Flower Pesto

Hello all, Amy here with Marjorie and a pile of nasturtiums, pansies and sage flowers from her garden! So many edible flowers, and so much inspiration!

Basil leaf pesto is stunningly beautiful and a taste sensation, so what would pesto made with flowers look like? And taste like???

We started by picking the little purple flowers from garden sage. Then we mashed them with garlic, pine nuts, salt and olive oil.

The taste of sage was warming and delicious but not overpowering like sage leaves or even basil leaves.

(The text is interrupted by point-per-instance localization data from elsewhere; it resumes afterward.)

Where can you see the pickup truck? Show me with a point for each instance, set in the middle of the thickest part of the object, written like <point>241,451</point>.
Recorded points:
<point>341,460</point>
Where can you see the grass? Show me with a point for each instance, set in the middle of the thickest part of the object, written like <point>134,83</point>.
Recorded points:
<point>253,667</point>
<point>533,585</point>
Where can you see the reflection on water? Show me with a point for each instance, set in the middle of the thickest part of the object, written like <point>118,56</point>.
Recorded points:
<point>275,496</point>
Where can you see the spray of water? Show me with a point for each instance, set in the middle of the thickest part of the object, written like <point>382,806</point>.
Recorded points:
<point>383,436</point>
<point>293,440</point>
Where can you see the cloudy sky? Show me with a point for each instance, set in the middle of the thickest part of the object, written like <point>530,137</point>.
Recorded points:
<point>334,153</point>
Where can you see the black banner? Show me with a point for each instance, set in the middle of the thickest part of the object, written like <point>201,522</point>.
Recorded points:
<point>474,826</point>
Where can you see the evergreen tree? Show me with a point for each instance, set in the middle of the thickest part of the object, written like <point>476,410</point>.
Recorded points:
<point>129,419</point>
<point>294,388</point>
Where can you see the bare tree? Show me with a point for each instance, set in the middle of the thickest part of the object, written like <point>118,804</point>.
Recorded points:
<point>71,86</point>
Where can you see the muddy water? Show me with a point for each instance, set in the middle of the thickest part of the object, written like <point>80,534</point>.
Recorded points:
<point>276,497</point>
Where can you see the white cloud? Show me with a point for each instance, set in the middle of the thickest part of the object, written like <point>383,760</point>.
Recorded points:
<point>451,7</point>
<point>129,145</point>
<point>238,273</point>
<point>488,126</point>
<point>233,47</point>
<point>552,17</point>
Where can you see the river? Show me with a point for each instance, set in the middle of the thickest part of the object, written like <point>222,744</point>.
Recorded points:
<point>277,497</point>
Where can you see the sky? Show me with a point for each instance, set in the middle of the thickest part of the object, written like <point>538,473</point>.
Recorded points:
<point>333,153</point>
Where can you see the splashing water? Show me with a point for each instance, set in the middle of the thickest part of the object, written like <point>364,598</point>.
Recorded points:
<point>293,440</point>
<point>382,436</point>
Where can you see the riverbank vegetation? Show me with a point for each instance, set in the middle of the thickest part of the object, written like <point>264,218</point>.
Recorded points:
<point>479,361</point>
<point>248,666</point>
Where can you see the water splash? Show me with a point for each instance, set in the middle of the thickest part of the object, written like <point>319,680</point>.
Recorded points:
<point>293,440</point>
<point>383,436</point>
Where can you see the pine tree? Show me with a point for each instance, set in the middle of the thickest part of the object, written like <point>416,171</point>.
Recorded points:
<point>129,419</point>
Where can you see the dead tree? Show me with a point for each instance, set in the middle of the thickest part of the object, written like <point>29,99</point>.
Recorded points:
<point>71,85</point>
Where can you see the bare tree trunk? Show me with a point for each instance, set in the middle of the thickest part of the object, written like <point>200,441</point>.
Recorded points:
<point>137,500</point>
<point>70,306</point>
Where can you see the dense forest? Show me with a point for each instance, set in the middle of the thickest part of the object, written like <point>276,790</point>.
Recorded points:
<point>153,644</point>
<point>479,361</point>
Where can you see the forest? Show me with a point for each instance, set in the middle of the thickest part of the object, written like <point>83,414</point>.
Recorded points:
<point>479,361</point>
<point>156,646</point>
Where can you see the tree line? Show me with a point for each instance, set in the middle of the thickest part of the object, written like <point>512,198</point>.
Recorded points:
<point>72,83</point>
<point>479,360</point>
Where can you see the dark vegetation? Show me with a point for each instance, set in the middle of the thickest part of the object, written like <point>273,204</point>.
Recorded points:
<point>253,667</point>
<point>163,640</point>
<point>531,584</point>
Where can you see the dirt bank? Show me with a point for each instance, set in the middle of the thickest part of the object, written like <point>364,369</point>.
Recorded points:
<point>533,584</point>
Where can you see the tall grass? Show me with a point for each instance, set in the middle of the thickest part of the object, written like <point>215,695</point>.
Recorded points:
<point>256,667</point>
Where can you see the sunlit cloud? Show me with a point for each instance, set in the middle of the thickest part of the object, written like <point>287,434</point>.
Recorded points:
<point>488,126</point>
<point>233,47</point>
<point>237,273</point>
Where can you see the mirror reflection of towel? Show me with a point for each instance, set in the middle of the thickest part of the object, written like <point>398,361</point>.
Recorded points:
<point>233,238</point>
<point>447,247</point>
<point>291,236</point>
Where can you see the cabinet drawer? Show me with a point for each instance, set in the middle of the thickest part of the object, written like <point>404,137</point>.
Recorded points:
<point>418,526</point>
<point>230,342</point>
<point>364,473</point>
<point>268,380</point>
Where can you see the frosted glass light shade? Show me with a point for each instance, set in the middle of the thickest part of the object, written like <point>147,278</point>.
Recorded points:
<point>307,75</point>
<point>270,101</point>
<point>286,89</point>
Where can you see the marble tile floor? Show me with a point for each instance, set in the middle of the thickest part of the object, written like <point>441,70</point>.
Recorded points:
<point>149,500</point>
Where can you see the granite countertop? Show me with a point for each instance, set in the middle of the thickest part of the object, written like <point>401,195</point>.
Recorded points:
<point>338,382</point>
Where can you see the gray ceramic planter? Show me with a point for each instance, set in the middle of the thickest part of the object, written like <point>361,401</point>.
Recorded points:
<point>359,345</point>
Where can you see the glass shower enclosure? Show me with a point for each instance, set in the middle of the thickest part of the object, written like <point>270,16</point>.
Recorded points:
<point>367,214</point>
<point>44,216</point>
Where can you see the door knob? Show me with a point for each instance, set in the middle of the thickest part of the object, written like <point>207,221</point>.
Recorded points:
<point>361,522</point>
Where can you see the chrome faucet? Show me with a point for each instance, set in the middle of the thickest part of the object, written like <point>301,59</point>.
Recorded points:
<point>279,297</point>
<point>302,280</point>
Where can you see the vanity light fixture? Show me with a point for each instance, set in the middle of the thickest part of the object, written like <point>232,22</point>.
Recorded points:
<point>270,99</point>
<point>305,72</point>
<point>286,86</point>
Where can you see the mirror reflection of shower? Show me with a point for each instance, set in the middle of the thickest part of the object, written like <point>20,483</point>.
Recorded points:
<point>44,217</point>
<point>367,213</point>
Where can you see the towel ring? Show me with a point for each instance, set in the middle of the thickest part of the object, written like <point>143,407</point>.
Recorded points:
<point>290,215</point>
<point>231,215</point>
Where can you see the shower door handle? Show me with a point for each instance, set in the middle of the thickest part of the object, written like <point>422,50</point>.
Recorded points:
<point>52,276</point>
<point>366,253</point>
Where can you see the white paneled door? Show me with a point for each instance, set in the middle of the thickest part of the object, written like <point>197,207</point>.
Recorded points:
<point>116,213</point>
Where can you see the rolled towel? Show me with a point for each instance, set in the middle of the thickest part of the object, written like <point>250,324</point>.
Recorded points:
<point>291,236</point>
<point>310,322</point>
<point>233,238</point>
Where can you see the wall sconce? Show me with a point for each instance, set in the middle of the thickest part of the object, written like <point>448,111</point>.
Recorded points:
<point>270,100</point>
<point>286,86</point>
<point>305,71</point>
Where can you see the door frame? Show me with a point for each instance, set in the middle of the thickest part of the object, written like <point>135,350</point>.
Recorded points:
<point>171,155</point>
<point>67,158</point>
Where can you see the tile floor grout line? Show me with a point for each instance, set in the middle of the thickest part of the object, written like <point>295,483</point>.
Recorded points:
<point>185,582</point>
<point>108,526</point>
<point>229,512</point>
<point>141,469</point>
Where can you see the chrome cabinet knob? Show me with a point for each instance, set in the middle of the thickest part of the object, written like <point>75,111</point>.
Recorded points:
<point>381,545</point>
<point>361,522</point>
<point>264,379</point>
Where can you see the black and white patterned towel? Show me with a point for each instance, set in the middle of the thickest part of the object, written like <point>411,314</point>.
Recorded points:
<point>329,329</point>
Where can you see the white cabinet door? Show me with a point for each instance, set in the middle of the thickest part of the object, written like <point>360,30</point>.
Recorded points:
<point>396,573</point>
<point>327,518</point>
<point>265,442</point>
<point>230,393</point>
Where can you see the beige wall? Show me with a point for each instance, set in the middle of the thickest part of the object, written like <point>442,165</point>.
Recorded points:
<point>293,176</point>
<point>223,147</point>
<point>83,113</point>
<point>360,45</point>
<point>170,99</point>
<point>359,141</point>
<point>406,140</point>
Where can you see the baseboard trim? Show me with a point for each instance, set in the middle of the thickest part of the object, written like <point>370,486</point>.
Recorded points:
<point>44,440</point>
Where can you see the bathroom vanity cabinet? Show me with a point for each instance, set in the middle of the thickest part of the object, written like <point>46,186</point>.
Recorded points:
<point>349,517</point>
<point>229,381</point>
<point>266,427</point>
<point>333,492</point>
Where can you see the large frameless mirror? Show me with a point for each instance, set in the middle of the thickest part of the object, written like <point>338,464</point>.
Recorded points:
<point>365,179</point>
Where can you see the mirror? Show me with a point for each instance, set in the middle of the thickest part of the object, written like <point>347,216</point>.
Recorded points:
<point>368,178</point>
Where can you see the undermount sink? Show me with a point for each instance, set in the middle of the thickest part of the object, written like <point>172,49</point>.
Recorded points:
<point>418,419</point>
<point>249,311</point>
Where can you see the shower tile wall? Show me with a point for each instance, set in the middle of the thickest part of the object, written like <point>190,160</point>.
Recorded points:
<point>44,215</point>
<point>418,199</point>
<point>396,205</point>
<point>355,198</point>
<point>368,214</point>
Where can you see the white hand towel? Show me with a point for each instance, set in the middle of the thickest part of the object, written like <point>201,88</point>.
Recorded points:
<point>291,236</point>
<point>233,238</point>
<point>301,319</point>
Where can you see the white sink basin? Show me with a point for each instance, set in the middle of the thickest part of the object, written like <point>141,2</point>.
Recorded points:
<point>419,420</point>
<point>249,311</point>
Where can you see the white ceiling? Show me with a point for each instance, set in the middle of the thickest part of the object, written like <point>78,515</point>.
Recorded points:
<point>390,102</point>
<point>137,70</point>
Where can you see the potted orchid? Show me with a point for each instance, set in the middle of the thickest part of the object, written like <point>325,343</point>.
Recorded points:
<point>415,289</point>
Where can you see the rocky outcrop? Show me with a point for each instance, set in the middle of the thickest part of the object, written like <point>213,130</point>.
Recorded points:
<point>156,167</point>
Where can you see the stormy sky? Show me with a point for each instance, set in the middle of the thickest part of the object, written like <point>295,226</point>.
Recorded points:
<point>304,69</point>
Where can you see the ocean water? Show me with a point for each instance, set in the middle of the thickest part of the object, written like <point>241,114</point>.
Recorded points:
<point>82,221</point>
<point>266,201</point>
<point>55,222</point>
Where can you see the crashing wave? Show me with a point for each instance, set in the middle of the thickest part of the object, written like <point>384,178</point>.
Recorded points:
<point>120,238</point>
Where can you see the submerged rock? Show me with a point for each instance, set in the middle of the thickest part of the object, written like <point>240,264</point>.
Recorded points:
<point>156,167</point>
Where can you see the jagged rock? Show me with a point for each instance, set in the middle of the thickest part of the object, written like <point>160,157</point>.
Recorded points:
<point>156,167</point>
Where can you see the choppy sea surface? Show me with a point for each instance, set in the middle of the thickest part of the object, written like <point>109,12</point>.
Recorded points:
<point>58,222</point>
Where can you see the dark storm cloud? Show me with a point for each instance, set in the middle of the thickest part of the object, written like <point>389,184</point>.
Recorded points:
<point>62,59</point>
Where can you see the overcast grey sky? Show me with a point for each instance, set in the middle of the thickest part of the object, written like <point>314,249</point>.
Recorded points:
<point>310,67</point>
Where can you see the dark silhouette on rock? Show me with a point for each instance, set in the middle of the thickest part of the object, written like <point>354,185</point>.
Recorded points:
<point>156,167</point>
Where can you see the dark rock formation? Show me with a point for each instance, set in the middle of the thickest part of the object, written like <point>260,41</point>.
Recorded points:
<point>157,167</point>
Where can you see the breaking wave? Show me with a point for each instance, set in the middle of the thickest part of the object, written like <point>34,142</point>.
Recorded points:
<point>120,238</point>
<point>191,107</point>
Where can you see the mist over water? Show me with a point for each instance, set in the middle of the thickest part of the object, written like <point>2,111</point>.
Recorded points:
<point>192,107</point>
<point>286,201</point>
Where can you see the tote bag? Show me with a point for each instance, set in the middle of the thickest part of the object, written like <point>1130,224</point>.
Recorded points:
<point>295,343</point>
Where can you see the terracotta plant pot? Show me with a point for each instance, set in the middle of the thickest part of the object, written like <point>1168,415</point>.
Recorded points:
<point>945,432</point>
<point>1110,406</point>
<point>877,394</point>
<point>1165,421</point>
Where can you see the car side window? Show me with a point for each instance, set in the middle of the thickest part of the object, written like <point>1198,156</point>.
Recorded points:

So we hollowed little cherry tomatoes, filled with goat cheese or coconut yogurt, and topped with our little pesto experiment. Success! (in four unforgettable bites…)

 

Next up was flowers from Marjorie’s spring crop of nasturtiums, their days numbered with the increasingly hot and dry weather.

This batch started with a bright chiltepin or two.

 

 

Then garlic, pine nuts, salt, olive oil and nasturtiums.

Peppery, bright, and sooooo worth all the fuss!!!!

To serve this pesto, we scooped it into whole nasturtiums, again with a bit of goat cheese or coconut yogurt. (These are diary free and vegan, but don’t tell anyone unless they need to know, because they aren’t lacking anything!)

Enjoy with tea and friends.

(Happy birthday, Marjorie!)

4 thoughts on “Flower Pesto

  1. I have nasturtiums still growing and I’ve been wondering how else to use them other than putting the flowers atop salads. I think I’m going to put some of the leaves in the mix too. There isn’t much left in my garden since the too-high-for-May temps, but the nasturtiums are still hanging in.